Mississippi man seeks new trial after saying system wrongfully kept him in jail for year awaiting hearing
Published 10:09 am Sunday, July 25, 2021
A Mississippi man serving a life sentence for being a habitual offender is appealing his punishment, saying the seven months he spent in jail without an indictment and year it took to arraign him violated his right to a speedy trial.
Brian Berryman’s appeal of his 2020 conviction was heard by the Mississippi State Court of Appeals in May, the Northeast Mississippi Daily Journal reported.
Berryman is serving a life sentence for the February 2017 conviction on a firearm possession by a felon charge. He was out on parole at the time for a 1990 murder and armed robbery convictions.

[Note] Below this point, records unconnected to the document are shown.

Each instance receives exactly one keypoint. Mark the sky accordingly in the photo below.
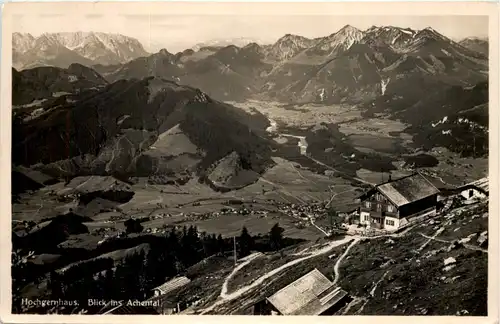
(176, 32)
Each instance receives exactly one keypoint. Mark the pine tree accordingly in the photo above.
(245, 243)
(220, 244)
(276, 237)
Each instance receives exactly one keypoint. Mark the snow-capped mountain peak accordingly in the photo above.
(341, 40)
(100, 48)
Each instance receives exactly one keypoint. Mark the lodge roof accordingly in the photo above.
(482, 184)
(172, 285)
(312, 294)
(407, 189)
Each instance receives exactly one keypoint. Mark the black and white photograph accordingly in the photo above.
(249, 164)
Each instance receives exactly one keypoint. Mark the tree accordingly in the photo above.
(133, 226)
(333, 218)
(220, 244)
(276, 237)
(246, 242)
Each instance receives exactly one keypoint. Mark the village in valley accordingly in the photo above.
(344, 171)
(389, 211)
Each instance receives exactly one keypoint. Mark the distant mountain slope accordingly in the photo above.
(476, 44)
(350, 65)
(230, 73)
(363, 69)
(239, 42)
(63, 49)
(150, 127)
(44, 83)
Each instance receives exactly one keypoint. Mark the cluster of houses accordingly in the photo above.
(389, 205)
(394, 204)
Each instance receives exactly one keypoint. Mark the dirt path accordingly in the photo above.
(226, 297)
(248, 259)
(241, 291)
(336, 267)
(467, 246)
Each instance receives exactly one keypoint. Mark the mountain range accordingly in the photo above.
(63, 49)
(119, 111)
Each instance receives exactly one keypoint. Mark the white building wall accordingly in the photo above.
(364, 218)
(388, 223)
(475, 194)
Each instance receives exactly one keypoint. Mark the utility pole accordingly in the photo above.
(234, 244)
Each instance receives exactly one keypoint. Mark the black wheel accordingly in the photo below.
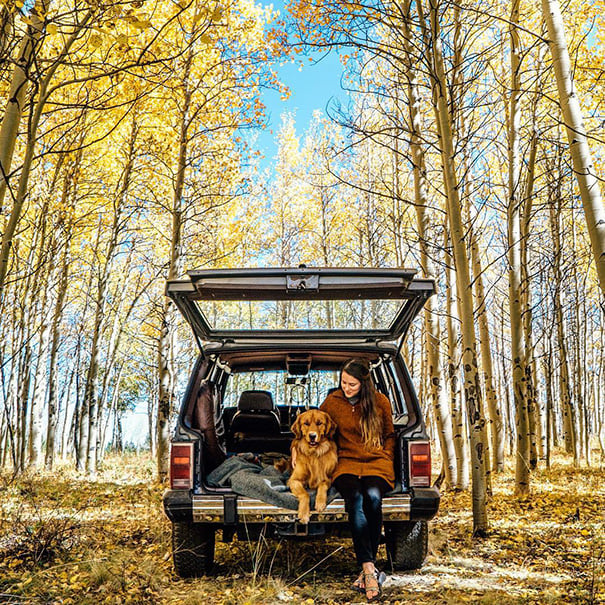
(192, 549)
(407, 543)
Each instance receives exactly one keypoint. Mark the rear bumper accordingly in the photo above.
(183, 506)
(425, 503)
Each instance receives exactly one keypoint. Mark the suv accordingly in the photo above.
(272, 343)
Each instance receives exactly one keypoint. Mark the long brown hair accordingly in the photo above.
(371, 420)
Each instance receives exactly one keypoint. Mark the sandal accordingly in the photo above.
(372, 589)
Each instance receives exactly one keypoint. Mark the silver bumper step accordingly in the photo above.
(211, 509)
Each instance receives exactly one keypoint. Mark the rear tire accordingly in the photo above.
(192, 549)
(407, 543)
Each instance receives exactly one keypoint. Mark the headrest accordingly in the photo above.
(255, 400)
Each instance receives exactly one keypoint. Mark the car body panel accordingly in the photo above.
(392, 299)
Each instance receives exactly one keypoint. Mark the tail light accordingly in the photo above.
(181, 466)
(420, 463)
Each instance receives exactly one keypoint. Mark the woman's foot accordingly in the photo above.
(359, 585)
(372, 588)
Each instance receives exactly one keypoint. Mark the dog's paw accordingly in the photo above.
(304, 518)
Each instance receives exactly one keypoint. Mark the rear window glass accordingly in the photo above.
(300, 314)
(308, 391)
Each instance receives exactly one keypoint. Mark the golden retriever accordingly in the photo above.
(314, 460)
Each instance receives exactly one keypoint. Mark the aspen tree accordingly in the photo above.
(584, 171)
(472, 388)
(453, 374)
(440, 404)
(564, 376)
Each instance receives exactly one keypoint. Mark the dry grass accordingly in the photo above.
(65, 539)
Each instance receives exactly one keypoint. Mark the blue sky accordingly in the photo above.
(312, 86)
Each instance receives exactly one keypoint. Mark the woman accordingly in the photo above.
(366, 445)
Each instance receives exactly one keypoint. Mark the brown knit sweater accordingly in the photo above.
(353, 457)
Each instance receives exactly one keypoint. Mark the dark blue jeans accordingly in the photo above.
(363, 501)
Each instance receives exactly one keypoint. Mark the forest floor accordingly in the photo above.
(67, 539)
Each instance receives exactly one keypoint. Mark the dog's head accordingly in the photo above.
(314, 427)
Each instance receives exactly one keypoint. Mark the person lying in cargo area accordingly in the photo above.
(366, 447)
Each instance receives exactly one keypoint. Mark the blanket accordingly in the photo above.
(247, 476)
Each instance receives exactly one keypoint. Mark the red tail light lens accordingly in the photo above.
(181, 466)
(420, 464)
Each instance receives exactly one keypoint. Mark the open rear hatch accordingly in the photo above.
(300, 303)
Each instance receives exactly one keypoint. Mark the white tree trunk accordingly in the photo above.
(588, 182)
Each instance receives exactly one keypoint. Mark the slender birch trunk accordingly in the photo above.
(165, 343)
(453, 374)
(472, 384)
(431, 320)
(564, 380)
(583, 167)
(32, 133)
(514, 261)
(16, 101)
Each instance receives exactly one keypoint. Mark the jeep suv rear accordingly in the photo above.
(272, 342)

But after Berryman’s arrest it took 211 days for him to be indicted and an additional 399 days before he was arraigned even though he was in jail the whole time.
“I can go on the (state prison) website and figure out, just myself, where a prisoner is, you don’t need an investigator to go find him,” Judge Jack Wilson said during Berryman’s appeal hearing. “I’m having a hard time. Isn’t it gross negligence? It isn’t just negligence, is it?”
The Attorney General’s Office is arguing that the delays aren’t enough to overturn Berryman’s conviction.
The justices have not ruled on the case.
Berryman was also originally charged with shooting into a dwelling, but the judge at his trial dropped that charge after one of Berryman’s witnesses died, saying the long wait for a trial harmed his opportunity to defend himself.
Even if Berryman’s most recent conviction is overturned, he will likely remain in jail because his parole has been revoked and prosecutors said he is facing unrelated rape charges in Tennessee.
Berryman appeared to fall through the cracks also because of problems with lawyers. His original public defender was elected to be a judge and had to quit the case. The second attorney appointed bowed out after realizing he prosecuted Berryman’s 1990 murder conviction. His third lawyer was a state lawmaker who struggled to find time for the case.
Berryman’s case shows how Mississippi’s criminal justice system struggles with a lack of money for defense attorneys for the poor and prosecutors who don’t emphasize speedy trials.
“People get stuck in pre-trial detention, and folks forget about them,” said Cliff Johnson, director of the MacArthur Center for Justice at the University of Mississippi Law School. “We see miscarriages of justice where people are just stuck in jail without an avenue to a courtroom or a lawyer or an advocate.”